I forget how tired just singing makes me - I mean, how hard can it really be to just stand in one place and belt it out? - but today was a big energy suck. I caught myself hearing the director say, "Okay, twenty love-sick maidens we," and translating it in my head as "wee," and suddenly I had this image of all of us ... anyway, I was obviously engaging in some free association. The soloists were superb today, however, in very fine voice, especially Patience - a benefit, I think, of not having to prance about on stage while singing. It was really a pleasure to just listen today, though I found getting trapped in the rehearsal space during the song about growing old and becoming pathetic a bit rough - even though Lady Jane is just a character, I find the song unbearably sad and a harsh reminder of the sad situation women of that era were in - so dependent on men for just everything, and in possession of little more than their good looks. So much better to be independent!

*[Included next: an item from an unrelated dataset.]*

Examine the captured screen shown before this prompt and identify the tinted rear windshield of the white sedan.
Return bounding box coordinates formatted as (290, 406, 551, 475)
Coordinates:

I had a bit of fun chatting with people during the few minutes we (women) weren't on stage, talking about what songs people might perform at my birthday party (my one request was for the women's duet from Lakme', though what I am hoping is that I can get people to sing duets with me), what it's like to be a company member year after year, et cetera. Our director was shown a possible crown for use during the final scene, and I got a great shot of her giving it a try - it's the perfect accessory for every director, I think.
It's odd to think that I was worried that the job transfer might come through before we made it to stage. At this point in time this show is a juggernaut moving forward that it seems nothing can stop, but on Saturday morning rehearsals it feels like the road it is marching over is covered with the bodies of chorus members - though I think the soloists would say they feel the machine mowing them over, too.